広松渉先生と見田宗介先生と山影進先生

 駒場時代の話の続き。広松先生や見田先生のゼミにもちょっとばかり顔を出していた。が、どちらもまったくなじめなかった。広松先生や見田先生御本人は、まさに教養人で、その守備範囲はかなり広い。話もおもしろい。ところが、ゼミのメンツは、どちらもかなり変だった。

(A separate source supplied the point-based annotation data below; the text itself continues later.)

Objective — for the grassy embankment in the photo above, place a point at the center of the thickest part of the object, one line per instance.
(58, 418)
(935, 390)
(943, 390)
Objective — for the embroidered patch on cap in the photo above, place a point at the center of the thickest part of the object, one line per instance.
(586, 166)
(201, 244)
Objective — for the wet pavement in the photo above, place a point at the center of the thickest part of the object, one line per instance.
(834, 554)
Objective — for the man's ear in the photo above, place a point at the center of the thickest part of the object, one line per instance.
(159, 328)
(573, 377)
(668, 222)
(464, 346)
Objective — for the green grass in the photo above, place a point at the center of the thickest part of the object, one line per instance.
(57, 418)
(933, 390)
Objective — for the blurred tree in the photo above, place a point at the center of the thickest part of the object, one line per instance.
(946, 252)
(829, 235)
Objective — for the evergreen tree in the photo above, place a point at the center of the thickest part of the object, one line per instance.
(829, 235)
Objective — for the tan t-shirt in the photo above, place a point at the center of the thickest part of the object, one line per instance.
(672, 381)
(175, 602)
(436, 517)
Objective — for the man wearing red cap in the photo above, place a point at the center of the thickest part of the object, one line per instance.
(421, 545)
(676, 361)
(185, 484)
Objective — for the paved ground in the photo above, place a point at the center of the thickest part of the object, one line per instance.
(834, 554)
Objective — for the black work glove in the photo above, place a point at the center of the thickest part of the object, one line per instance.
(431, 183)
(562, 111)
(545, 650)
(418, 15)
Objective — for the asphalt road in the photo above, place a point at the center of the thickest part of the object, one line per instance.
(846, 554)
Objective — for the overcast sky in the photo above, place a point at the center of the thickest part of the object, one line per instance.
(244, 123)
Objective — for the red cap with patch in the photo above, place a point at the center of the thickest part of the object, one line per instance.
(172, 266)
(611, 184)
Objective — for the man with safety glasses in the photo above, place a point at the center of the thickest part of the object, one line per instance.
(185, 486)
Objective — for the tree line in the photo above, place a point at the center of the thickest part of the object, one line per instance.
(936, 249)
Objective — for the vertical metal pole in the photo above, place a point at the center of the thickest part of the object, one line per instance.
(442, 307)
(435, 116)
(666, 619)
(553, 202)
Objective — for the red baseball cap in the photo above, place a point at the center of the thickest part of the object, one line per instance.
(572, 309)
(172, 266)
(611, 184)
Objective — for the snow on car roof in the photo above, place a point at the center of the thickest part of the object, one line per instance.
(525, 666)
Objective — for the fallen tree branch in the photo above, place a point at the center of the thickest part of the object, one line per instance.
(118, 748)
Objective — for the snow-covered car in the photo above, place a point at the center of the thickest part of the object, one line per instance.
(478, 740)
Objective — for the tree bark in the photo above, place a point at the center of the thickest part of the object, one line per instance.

 広松先生のゼミには、他大学の学生、というか、学生でもない、何をしているのかわからない連中がいつも来ていた。広松先生の熱狂的信奉者らしいが、いわゆる左翼の教条主義で、まったく理解不能だった。私個人の理解では、広松先生の哲学は、マルクスよりヘーゲルの原型に近いと思っていたのだが、彼らにヘーゲルの素養はまる無く、マルクス一辺倒のようだった。にもかかわらず、マルクーゼがどうのこうのと、難しいことを話していたが、それで、どこがどうつながるのか。

 一方の見田先生のゼミは、当時のわけのわからない浅薄な教養主義の学生たちばかりで、これまた理解不能だった。社会学のくせに、やはりやたらフランス語の哲学用語を振り回すのだが、だれかの曾孫引きであるために、ドイツ語の原典の原義と離れすぎていて話が通じない。せめてハーバーマスルーマンの論争かなにかなら、こっちも一応はフォローしていたのだが、それこそヘーゲルの論理学まがいのわけのわからない図式を濫用して、内部と外部は通底している、とか言われても、なんのことやら。

 社会学ではないが、国際関係論の山影進先生の多国間紛争モデルの方が、ずっと社会学的でおもしろかった。たんに抽象的な理論モデルを構築するだけでなく、それをつねにアジアの実際と引き比べて、モデルの修正を重ねていき、そのモデルで事態を理解する、という手法だ。べつに哲学の変な権威づけもなにもなく、現実とモデルとだけでやっていく。この方がずっと哲学的に思えた。

 自分の専門とは別の分野だから、広松ゼミや見田ゼミのメンツのその後の消息はあまり知らないが、いったいみんなどこに行ったのだろう。どこかの大学で、ああいう、わけのわかないことをいまでも教えているのだろうか。あれは社会学なのだろうか、哲学なのだろうか。だいたいなんであんなのが当時あんなにはやったのだろうか。まあ、なんにしても、左の連中は、まったくわけがわからんし、自分にも、社会にも、役に立たない、ということがよくわかったので、それだけは、勉強になった。しかし、ああいう変な連中抜きで、広松先生や見田先生から直接に時間論を習いたかったなぁ、と思う。たぶんそのあたりが、つまり、社会を媒介とする価値と時間の関わりが、あの二人の理論の核心だろうと思う。